Nach den anfänglichen Hemmungen, den Streik zu behindern, hat das Regime nun strikten Befehl zum Töten jedermanns gegeben, der beim ‚Plündern’ angetroffen wird. Es hat die Armee in 16 Distrikte von Sind und paramilitärische Kräfte in ganz Pakistan geschickt.

Das Regime hat die angesetzte Wahl nicht aufgeschoben, aber sie am 8. Januar durchzuführen wird sehr schwierig sein. Nawaz’ Muslim Liga und einige andere politische Parteien haben schon ihre Absicht des Wahlboykotts verkündet.

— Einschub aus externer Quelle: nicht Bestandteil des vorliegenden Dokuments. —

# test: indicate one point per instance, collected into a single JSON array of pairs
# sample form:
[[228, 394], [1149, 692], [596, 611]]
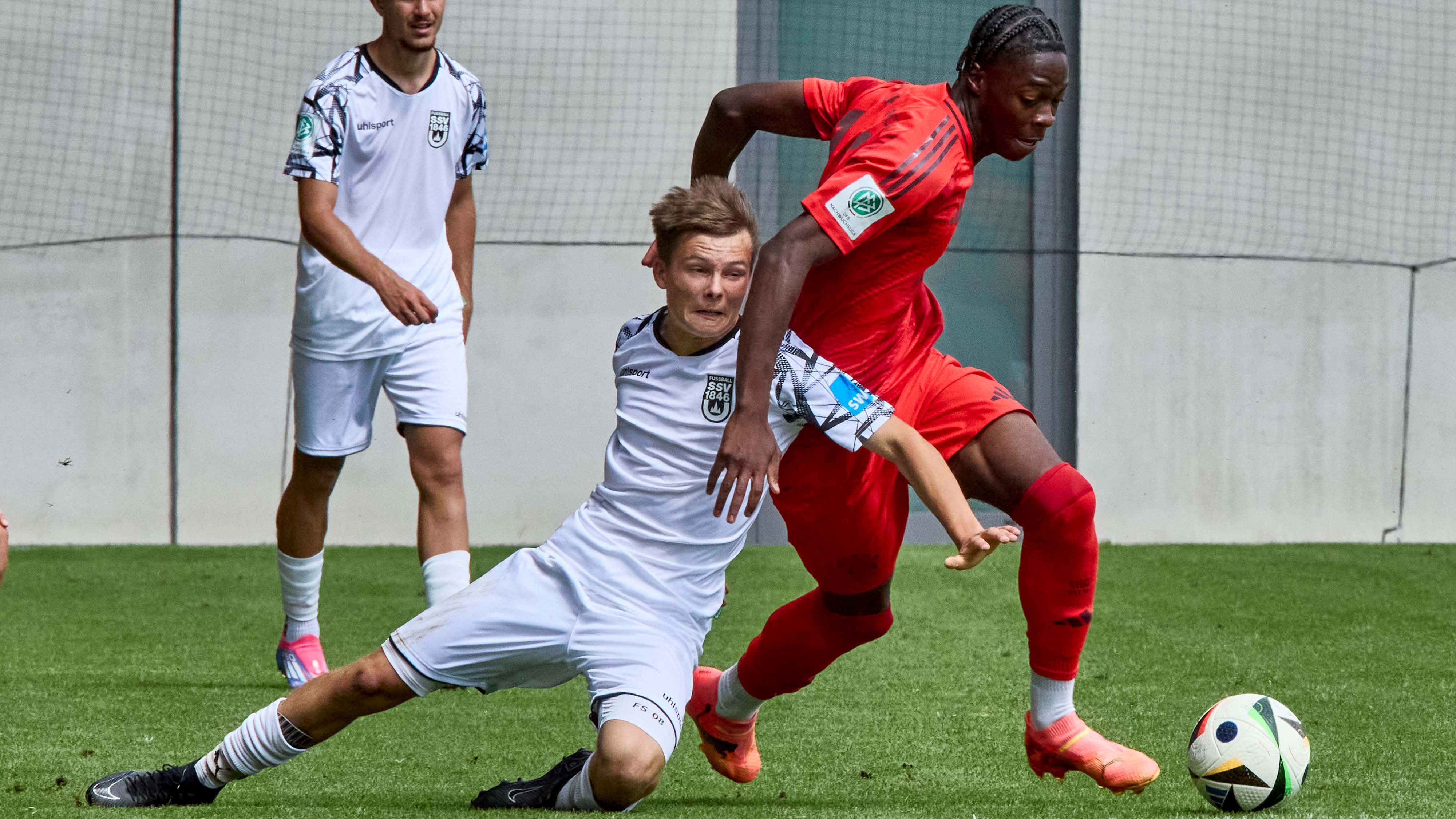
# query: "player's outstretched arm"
[[739, 113], [933, 480], [328, 234], [749, 454]]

Die Labour Party Pakistan (LPP) fordert die sofortige Aufhebung der Musharraf-Diktatur und die Bildung einer Zwischenregierung aus zivilen Organisationen, Gewerkschaften und Bauernorganisationen. Die Regierung sollte dann weitergehen und freie und faire allgemeine Wahlen unter Aufsicht einer unabhängigen Wahlkommission durchführen.

Die LPP fordert auch die sofortige Wiedereinsetzung der höchsten Richter und von ihnen die Durchführung einer Untersuchung über die zwei Attentate auf Benazir Bhutto. Des Weiteren unterstützt die LPP als Teil einer demokratischen Allparteienbewegung einen dreitägigen Generalstreik und verbindet diesen mit der Forderung nach Aufhebung der Militärdiktatur. Sie bittet alle Parteien, sich an der betrügerischen Wahl am 8. Januar nicht zu beteiligen.